Guterres secured 13 votes in favor of his candidacy in a closed-door straw poll, with two countries offering no opinion over whether he should pursue the job as the world's top diplomat. But the secret poll made it clear that the five veto wielding powers, were unanimous in their support for Guterres. The future United Nations leader enjoys the trust of the key UN powers: China, France, Britain, US and Russia.
Mr Antonio Guterres entered into politics in 1976 in Portugal first democratic election after the ''Carnation Revolution'' that ended five decades of dictatorship. Following the retirement of Cavaro Silva in 1995, the Socialist Party won the general election and Guterres became Prime Minister of Portugal, with a style markedly different from that his predecessor, based on dialogue and discussion with all sections of society.
Guterres was a popular prime minister in the first year of his government. Portugal enjoyed a solid economic expansion under his tenure, which allowed the Socialist Party to reduce budget deficits while increasing welfare spending
Guterres was re-elected in 1999, and from January to July 2000, he occupied the Presidency of the European Council. This second term in government was not as successful as the first. Internal party conflicts, along with a slowdown of the economic growth damaged his authority and popularity. In December 2001, following a disastrous result for the Socialist Party in the local elections, Guterres resigned.
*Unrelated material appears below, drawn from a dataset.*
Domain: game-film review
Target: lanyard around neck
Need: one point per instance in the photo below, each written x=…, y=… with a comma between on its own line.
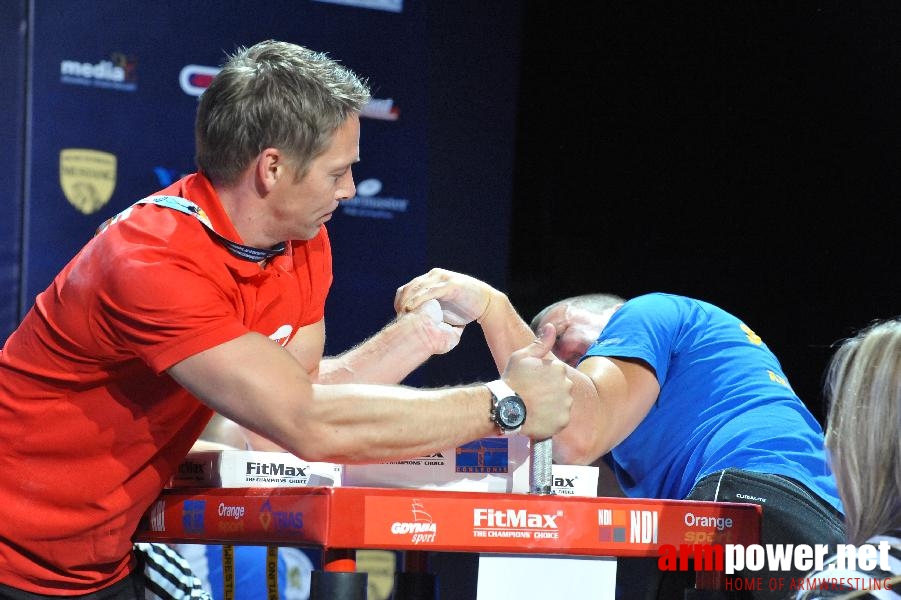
x=187, y=207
In 2005, Antonio Guterress was elected by the UN General Assembly to become the 10th High Commissioner for Refugees, serving for a decade until the end of 2015. As head of UNHCR, Mr Guterres led the agency through some of the world's worse refugee crises, including Syria, Afghanistan and Iraq and, during that time he repeatedly appealed to Western states to do more to help refugees fleeing the conflicts.
Despite his rich political credentials, Mr Antonio Guterress' success as the next UN Secretary General might not depend on his charisma. The UNSC's unspoken but unmistakable rule about the UN Secretary Generals is that they must come across as affable enough so as to be the cause of international controversies, but also flexible enough to accommodate the US disproportionate influence over the United Nations, particularly the Security Council.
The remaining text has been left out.